Those observations eventually became a company. My Simple Portugal six small-group, hosted journeys across central Portugal, each one built on exactly the kind of encounter Korolenko spent years watching guests treasure. The programme is focused on the Ribatejo — a region still largely absent from international travel — and is built on relationships with artisans, horse breeders, fado singers and farming families developed over years, not arranged for paying guests. “You cannot engineer those moments,” she says. “But you can create the conditions for them.”

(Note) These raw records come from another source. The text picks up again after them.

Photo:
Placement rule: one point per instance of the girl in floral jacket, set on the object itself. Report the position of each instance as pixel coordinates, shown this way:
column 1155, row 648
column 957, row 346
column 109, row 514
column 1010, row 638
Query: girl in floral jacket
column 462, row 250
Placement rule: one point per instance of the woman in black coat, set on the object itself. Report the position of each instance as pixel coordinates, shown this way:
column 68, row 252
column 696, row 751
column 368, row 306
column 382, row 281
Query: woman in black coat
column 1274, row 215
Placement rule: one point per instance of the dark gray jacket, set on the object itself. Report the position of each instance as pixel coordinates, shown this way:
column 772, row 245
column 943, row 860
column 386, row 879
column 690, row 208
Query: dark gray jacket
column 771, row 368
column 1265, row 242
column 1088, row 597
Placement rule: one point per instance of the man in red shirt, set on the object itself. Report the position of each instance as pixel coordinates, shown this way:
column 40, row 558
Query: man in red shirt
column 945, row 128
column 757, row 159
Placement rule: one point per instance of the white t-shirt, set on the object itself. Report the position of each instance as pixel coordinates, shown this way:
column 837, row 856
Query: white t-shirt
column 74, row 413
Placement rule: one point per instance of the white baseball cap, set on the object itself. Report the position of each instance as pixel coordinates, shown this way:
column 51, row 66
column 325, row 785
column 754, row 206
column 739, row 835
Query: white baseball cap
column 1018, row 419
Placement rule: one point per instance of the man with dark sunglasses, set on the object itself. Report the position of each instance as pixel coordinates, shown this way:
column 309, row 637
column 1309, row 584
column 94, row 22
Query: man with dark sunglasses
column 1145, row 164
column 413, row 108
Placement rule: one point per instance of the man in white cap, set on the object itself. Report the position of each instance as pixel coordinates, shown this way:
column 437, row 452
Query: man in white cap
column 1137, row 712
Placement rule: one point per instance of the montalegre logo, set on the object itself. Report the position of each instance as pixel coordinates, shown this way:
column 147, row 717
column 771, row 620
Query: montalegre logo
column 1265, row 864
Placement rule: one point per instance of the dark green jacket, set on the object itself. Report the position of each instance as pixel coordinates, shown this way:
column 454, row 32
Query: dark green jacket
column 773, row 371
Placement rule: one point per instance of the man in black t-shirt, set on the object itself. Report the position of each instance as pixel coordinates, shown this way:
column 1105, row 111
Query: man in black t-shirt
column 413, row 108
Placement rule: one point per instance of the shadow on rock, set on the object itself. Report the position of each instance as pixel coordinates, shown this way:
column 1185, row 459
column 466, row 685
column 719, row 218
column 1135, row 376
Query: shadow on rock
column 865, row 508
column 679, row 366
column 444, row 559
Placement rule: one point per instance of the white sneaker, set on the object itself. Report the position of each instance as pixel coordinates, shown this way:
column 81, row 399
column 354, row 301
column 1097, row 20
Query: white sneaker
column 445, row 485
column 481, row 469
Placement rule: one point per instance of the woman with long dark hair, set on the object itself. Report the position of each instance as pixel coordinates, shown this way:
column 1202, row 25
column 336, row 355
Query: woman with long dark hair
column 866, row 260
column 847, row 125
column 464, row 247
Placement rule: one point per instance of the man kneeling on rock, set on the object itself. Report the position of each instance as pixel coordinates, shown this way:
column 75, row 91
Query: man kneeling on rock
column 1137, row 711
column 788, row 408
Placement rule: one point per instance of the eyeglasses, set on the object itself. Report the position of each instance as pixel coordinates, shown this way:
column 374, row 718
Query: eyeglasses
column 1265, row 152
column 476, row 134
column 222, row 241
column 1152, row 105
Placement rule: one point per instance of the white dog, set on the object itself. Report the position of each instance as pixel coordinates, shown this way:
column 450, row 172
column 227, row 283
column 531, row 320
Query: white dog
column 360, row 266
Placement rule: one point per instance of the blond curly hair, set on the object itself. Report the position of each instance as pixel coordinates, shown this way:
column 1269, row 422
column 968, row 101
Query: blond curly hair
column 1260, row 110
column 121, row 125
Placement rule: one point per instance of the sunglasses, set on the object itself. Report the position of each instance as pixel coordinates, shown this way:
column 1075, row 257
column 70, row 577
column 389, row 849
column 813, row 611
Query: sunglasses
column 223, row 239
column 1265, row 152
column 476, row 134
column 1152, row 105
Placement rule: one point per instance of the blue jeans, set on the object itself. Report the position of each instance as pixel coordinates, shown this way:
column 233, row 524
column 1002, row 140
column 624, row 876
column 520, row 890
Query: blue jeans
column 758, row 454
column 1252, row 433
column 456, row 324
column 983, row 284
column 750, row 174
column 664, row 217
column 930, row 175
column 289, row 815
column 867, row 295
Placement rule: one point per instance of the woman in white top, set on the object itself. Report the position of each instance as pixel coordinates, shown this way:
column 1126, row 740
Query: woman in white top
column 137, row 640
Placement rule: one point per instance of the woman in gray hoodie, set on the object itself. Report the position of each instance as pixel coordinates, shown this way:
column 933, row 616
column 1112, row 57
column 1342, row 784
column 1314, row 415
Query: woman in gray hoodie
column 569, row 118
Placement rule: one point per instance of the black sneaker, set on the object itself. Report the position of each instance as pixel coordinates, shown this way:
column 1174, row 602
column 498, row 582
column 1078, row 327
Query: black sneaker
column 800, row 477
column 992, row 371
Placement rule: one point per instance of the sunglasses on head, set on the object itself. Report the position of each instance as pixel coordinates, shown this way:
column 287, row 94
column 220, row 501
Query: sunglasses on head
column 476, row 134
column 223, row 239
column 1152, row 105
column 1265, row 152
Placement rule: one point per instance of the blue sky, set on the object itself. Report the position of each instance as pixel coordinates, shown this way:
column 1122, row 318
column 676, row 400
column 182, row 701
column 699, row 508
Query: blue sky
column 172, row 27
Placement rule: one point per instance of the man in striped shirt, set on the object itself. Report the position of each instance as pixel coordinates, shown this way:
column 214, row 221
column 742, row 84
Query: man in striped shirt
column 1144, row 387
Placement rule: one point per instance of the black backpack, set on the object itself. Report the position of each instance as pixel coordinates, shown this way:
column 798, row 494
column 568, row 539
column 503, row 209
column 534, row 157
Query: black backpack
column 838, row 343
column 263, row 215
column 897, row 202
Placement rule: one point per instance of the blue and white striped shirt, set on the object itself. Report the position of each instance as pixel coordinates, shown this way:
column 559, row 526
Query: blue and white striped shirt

A day with My Simple Portugal might begin in a ceramicist’s studio, where techniques passed down over generations are still practised in the same room where they were learned. It might continue through olive groves with the family that has farmed them for three generations, tastings taken beside the press rather than in a tasting room. It might end at a table where a fado singer performs not on a stage, but in her own dining room, for a group of eight. “There is a warmth and generosity in this region,” Korolenko says, “but also a very strong sense of identity — in the food, the craft, the music. I wanted to create something that allows people to step into that world naturally.”
Groups are kept deliberately small, and itineraries are shaped around people rather than schedules. Each of the six journeys can stand alone or be woven into a longer stay, with overnight accommodation through a network of boutique hotels and local guesthouses across the region. Private transfers are included throughout, and all are available from May 2026, from €350 per person.
THE SIX JOURNEYS
Artisans of Ribatejo
Craft in the Ribatejo has never become heritage. Ceramicists, textile makers and small-scale producers still work from studios attached to their homes, techniques handed down across generations. Guests spend time inside working ateliers — observing, taking part in selected stages under guidance, and talking over coffee about how these practices continue today.
Fado & Gastronomy
Lunch at a local artisanal farm is followed by an evening in the home of a fado singer, where dinner and music take place in the same room. In Almeirim, sopa da pedra is still prepared in the same kitchens and served without reinvention. A guided visit to Tomar adds historical depth to a day already full of stories.
Olive Groves
Walking the groves with the families who farm them offers a direct understanding of harvest cycles, pressing methods and small-scale production. Tastings take place at source — beside the mill, next to the barrel — followed by a farm lunch or aperitif hosted on site.

Lusitano Horseback Adventures
The Lusitano is one of Portugal’s most recognised cultural symbols, with the Ribatejo at the centre of its breeding and training. Guests visit a working stud farm, spend time with breeders learning about the lineage and care of the horses, and — depending on experience — ride or work in the paddocks before lunch at the quinta.
River Zêzere Boat & Paddle
The Zêzere cuts through one of the region’s most varied landscapes, reaching places roads do not. Exploration is by boat or paddleboard with local guides, moving between wooded banks and small islands, with swim stops built in and simple riverside snacks along the way.
Culinary Heritage
A full day moving between farms, producers and traditional kitchens in Almeirim and Santarém, tracing where the food actually comes from. Both lunch and dinner are included, alongside a guided visit to Tomar — a town whose history adds unexpected context to the meal that follows.
The question My Simple Portugal is really asking is an old one: what do we actually want from travel? Korolenko’s answer is simple, and she has spent years making it possible to find. “It’s a region full of colour and stories,” she says of the Ribatejo. “It deserves to be experienced beyond the usual routes.” The Ribatejo has those things in abundance. It always has. It simply needed someone willing to make the introductions.